I found a recipe for Pumpkin Seed Miso in
The Noma Guide to Fermentation that I bet would adapt well to sunflower seeds.
It calls for roasting the raw seeds at 320 F for 45-60 min. until browned and nutty, stirring and rotating every 10 min. or so, cooling, then processing the seeds to the texture of a fine meal in a food processor or what have you. After processing the koji (1.2 kg koji to 1.8 kg seeds) the same way, add the koji to the seeds. Add 120g non-iodized salt and mix everything together.
Then it says to mix up a 4% salt brine (4g salt thoroughly dissolved into 100g water) and add it a little bit at a time to the seed and koji mixture until it's wet enough so you can form a firm ball with it without either crumbling or oozing. Too much moisture and it's saying that the fermentation will speed up too much and break the seeds' fats down into fatty acids with rancid tastes. Then pack this tightly into a fermentation vessel and sprinkle the surface with salt before weighing it down and covering with a cloth and rubber band. (What I learned for packing miso is take a wad of it in your hand and throw/smack it into the vessel, aiming to do this from the center out and then up layer by layer, pressing down with something like a bean masher as you go, to prevent air bubbles as much as possible.)

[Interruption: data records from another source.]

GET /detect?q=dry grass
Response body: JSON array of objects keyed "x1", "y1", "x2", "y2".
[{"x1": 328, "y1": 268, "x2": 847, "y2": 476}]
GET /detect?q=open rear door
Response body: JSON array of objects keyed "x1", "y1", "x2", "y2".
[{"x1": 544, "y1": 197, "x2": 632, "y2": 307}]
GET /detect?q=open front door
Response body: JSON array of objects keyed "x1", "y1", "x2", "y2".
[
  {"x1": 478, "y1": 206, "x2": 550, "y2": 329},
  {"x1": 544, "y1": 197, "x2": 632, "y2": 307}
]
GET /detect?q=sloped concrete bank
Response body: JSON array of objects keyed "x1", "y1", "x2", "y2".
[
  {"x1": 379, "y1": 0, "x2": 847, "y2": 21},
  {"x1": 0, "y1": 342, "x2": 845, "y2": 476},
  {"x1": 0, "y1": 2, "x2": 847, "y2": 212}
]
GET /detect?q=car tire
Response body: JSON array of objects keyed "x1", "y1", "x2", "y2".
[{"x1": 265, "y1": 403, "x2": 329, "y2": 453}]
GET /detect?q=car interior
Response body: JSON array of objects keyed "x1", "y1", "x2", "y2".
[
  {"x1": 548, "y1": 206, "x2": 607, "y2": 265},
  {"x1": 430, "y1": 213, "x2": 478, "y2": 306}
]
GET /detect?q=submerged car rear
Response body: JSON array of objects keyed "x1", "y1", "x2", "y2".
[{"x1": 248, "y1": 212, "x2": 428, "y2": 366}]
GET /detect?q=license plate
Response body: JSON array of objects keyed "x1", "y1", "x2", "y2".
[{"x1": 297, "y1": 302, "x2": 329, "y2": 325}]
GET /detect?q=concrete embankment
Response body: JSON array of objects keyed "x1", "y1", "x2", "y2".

Let this ferment at room temperature for 3-4 weeks. Longer than that and those rancid fatty acid flavors will start to come through, apparently. It's not cheese, but I bet it'd be good! And I wonder, if you were to take some of this fermenting seed miso out of the container after a couple weeks, form it into something like a cheese wheel, and age it in the air, wiping it down with salt brine a couple times a day, to finish its fermentation that way, what that might do.
I don't have the proper conditions to make koji from spores right now (and probably my spores haven't been kept cold enough anyway), but I may try something sort of similar using finished miso and a shorter fermentation period, sort of a hybrid between this miso recipe and the hard "sunflower cheddar" I posted earlier. I was going to try it with sprouted and brined sunflower seeds, but I was stymied when the seeds wouldn't sprout (my mom gave me a bunch of sunflower seeds, and maybe they're too old to sprout?), so I'll start over and try pan-toasting the seeds (no
oven yet). I'll let you know how it goes!